Americans today are led by a black president in the fourth year of his second term. Martin Luther King’s birthday is a national holiday. The likeness of Harriet Tubman or Rosa Parks might soon grace U.S. currency, if the majority of people surveyed prevails. And it has been decades since school curricula excluded black perspectives and accomplishments. Black History Month’s sunset might seem long overdue, but the celebration is too useful politically for that to happen anytime soon.
Woodson died in 1950, a few years before the civil-rights movement found its stride. In the post-1960s era, black leaders turned that movement into a lucrative industry, and Black History Month helps keep them relevant. February is not simply about highlighting the achievements of people like voting-rights activist Fannie Lou Hamer or the Buffalo Soldiers who served in the Spanish-American War.
It is also about using racial identity to advance groupthink and to discourage black individuality. It is about presenting the history of blacks as the history of their victimization by whites up to the present day–which explains racial disparities in areas ranging from school achievement and household income to rates of unemployment, incarceration and single-parent homes.
The irony is that black history in the first half of the 20th century is a history of tremendous progress despite overwhelming odds. During a period of legal discrimination and violent hostility to their advancement, blacks managed to make unprecedented gains that have never been repeated. Black poverty fell to 47% from 87% between 1940 and 1960–before the implementation of Great Society programs that receive so much credit for poverty reduction. The percentage of black white-collar workers quadrupled between 1940 and 1970–before the implementation of affirmative-action policies that supposedly produced today’s black middle class.
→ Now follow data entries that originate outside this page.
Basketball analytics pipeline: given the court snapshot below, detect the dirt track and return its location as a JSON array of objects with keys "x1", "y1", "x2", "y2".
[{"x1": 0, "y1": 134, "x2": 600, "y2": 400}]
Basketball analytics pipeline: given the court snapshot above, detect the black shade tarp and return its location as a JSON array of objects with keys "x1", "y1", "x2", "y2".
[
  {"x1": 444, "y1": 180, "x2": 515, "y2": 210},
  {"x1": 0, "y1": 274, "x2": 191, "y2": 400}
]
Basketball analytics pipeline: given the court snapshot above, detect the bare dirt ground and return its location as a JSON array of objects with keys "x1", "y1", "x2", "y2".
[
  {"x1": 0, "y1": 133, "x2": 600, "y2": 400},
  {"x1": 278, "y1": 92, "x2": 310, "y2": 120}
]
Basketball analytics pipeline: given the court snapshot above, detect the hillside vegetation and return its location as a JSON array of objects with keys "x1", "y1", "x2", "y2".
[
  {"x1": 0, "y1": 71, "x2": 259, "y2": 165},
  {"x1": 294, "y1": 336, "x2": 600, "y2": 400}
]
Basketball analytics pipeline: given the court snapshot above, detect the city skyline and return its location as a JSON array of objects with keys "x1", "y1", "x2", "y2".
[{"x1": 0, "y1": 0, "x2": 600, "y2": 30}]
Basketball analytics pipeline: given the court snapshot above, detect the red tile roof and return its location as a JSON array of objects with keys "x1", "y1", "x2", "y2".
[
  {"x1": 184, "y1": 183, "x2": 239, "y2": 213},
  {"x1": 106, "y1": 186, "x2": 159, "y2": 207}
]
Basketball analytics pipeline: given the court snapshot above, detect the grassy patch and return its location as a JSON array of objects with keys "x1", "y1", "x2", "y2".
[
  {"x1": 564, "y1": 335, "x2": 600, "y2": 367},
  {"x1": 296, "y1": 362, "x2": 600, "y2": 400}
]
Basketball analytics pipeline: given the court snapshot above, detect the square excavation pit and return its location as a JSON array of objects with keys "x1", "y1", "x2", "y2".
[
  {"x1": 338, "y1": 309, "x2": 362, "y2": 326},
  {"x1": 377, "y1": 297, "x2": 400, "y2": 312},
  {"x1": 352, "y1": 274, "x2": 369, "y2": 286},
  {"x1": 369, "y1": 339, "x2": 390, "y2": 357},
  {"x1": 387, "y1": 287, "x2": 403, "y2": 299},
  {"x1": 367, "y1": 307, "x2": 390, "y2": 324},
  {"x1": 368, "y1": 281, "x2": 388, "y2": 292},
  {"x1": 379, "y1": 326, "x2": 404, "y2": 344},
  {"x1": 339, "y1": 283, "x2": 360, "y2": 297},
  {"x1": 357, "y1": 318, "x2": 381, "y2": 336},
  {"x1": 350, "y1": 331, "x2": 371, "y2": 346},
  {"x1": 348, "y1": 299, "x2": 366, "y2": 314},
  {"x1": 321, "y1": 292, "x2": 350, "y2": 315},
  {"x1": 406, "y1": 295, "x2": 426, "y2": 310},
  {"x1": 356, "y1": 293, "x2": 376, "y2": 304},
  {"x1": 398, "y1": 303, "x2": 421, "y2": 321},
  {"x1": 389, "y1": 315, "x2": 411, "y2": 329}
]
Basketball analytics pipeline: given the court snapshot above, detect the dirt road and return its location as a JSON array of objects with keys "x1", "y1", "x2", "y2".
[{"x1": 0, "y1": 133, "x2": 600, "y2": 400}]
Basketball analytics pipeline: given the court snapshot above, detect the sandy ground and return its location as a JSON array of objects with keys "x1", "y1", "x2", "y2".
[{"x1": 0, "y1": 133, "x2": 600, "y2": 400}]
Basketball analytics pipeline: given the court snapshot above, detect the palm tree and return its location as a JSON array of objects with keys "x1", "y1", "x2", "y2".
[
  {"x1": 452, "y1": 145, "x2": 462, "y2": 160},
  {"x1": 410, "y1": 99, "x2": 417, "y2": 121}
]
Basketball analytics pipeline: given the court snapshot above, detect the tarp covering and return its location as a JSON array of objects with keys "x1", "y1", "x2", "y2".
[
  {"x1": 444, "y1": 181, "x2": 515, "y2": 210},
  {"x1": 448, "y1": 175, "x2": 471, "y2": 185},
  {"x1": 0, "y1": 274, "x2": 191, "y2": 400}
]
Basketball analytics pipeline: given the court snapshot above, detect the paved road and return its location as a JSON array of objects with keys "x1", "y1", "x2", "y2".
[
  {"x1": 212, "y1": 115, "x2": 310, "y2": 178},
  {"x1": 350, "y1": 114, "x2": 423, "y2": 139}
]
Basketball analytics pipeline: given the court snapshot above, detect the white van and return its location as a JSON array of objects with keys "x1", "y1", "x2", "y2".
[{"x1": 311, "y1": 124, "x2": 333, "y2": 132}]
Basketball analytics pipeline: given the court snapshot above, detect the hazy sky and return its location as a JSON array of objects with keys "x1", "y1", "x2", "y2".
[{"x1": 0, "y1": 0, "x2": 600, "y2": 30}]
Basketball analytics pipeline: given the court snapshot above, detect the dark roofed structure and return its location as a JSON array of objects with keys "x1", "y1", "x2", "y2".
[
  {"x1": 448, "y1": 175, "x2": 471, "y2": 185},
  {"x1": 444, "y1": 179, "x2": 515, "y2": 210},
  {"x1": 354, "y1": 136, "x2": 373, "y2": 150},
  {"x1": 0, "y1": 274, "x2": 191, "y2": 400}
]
You don’t hear much about this black history during Black History Month (or any other month, for that matter) because it undercuts the dominant narrative pushed by the political left and accepted uncritically by the media. The Rev. Al Sharpton and the NAACP have no use for empirical evidence of significant black socioeconomic gains during the Jim Crow era, because they have spent decades insisting that blacks can’t advance until racism has been eliminated. If racism is no longer a significant barrier to black upward mobility and doesn’t explain today’s racial disparities, then blacks may have no use for Mr. Sharpton and the NAACP. The main priority of civil-rights leaders today is self-preservation.